Open nip5 opened 5 years ago
@CaitlinA @nip5
Did PR https://github.com/DrylandEcology/rSFSW2/pull/360 close this issue?
I don't think that this issue description is helpful, e.g., there is no reproducible example; there is no example output of the error message, it doesn't state which database (out of >= 3), etc.
Also claiming that this is an issue for (all) Linux machines is not helpful; travis-ci which we run with Ubuntu 14.04.5 LTS
did not produce this issue (https://travis-ci.org/DrylandEcology/rSFSW2/builds/502228791 passing the previous PR for rSFW2 v3.1.3): i.e.,
[1] "rSFSW2's 'make_dbOutput': started at 2019-03-05 20:38:51"
[1] "rSFSW2's 'make_dbOutput': ended after 0.75 s"
Maybe it fails on your specific Linux machine, but then writing what setup you use would be more helpful for debugging. As it is, I see no specific reason why this was an issue with the R code of rSFSW2 and not with your specific setup.
Commit bdc60628ab20f9ab81335b3edbff37dd86130273 introduces new code to replace any NA
(which carry a specific meaning in R) in weather folder names with a text string (of no specific meaning).
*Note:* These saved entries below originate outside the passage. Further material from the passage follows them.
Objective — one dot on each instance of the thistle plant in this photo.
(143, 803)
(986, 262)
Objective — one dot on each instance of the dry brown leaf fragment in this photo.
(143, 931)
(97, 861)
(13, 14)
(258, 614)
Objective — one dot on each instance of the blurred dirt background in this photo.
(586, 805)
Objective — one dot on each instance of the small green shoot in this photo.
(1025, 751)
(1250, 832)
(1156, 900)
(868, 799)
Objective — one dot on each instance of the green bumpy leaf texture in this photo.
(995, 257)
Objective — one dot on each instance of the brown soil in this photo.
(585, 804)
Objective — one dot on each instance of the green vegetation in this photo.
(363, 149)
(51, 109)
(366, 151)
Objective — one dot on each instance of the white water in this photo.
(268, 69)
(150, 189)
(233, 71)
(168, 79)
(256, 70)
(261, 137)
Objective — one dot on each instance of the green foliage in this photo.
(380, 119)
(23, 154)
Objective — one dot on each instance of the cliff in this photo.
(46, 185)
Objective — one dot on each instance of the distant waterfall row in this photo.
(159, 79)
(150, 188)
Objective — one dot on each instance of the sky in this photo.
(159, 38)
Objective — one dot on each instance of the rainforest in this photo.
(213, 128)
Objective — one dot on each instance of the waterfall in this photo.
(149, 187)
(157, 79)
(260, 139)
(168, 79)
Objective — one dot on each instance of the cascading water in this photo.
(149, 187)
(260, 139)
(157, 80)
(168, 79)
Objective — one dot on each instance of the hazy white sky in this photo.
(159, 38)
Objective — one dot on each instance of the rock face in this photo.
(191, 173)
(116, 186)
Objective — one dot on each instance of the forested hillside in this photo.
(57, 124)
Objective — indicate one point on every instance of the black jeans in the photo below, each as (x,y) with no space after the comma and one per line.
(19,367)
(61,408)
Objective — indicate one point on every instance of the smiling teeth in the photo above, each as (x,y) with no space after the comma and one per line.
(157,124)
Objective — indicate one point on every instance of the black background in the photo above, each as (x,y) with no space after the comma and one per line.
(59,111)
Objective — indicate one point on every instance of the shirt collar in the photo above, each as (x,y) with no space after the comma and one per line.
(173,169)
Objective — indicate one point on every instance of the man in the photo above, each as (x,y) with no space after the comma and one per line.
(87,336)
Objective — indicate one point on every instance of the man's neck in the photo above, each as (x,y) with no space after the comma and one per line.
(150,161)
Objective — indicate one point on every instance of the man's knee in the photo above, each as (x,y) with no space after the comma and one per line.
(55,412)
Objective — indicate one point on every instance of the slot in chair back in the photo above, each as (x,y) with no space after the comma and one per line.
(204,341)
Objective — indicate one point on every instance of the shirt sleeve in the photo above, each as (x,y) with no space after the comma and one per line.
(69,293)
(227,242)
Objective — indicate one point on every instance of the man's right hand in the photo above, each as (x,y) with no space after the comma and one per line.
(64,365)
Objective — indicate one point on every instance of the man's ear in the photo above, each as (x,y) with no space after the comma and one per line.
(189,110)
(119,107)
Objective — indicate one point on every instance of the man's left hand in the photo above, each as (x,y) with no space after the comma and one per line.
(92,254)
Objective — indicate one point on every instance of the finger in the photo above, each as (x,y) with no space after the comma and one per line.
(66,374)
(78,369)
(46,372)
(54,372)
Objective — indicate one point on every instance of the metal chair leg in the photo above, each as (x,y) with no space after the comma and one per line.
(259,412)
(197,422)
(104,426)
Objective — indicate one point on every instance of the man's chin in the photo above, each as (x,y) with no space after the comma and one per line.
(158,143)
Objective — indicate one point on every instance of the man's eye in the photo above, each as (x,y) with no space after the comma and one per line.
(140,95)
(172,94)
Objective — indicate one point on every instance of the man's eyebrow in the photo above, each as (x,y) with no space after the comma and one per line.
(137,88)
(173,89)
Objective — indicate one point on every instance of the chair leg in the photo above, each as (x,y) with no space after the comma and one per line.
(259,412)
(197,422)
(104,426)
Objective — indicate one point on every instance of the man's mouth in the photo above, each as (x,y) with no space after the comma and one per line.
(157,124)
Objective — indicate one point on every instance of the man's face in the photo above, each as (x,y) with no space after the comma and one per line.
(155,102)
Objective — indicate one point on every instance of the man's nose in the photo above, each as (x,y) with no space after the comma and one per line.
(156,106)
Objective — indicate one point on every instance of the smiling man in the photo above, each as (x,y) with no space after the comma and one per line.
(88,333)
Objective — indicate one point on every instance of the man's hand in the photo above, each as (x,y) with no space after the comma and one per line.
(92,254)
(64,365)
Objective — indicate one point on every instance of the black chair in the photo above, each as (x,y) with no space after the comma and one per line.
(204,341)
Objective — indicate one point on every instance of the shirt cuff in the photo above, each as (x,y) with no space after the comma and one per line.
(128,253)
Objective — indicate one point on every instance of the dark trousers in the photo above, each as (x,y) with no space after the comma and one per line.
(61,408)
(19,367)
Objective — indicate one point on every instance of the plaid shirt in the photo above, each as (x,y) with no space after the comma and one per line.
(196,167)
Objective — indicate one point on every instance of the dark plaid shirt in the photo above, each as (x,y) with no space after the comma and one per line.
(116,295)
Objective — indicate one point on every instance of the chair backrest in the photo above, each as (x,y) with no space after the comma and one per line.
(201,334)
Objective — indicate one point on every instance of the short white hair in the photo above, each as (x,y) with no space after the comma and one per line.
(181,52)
I find this confusing without further explanation.
We used to remove NAs in weather folder names with na.exclude()
(https://github.com/DrylandEcology/rSFSW2/blob/fc063547f1a79897378b558124a9928b800edd9c/R/OutputDatabase.R#L1843). Contrary to that old code snippet, it appears that when I changed our test project about 10 months ago, I changed how we re-write the InputMaster
csv, i.e., we started to write "NA"
instead of NA
to the csv
file (https://github.com/DrylandEcology/rSFSW2/commit/db3948e6aa746d012dbc4f25b0e9bb2a4186305f). Thus, the reference output database contains an entry for site 4 "NA". I guess that maybe my local computer and travis-ci, translate this into "NA"
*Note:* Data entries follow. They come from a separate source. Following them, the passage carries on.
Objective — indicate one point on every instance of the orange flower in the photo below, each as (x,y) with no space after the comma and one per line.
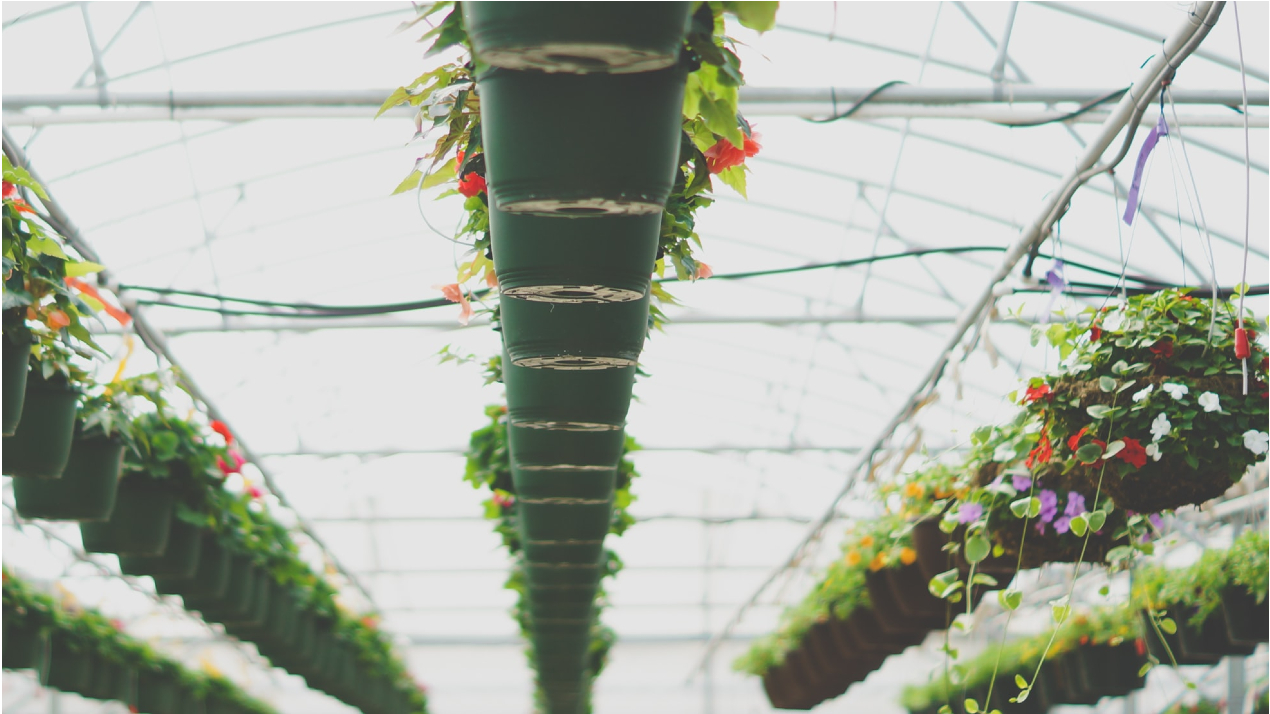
(455,294)
(57,319)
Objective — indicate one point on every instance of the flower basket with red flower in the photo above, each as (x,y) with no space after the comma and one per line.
(1153,412)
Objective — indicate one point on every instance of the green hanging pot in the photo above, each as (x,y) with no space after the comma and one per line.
(564,489)
(178,560)
(550,447)
(577,37)
(70,665)
(586,400)
(144,510)
(158,693)
(23,640)
(619,156)
(239,599)
(86,489)
(559,259)
(211,577)
(574,337)
(17,360)
(41,445)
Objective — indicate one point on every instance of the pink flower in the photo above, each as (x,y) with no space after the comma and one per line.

while yours reads it as NA
from disk? The "NA"
has ended up in the reference output database because it was no longer removed by na.exclude
. Thus, if this is the problem, then I guess that instead of laboriously rewriting the NA
s into "NA"
s, simply removing the na.exclude
(maybe with an additional as.character(SFSW2_prj_inputs[["SWRunInformation"]]$WeatherFolder)
if needed) would produce the same result as the reference output database, but much easier and faster?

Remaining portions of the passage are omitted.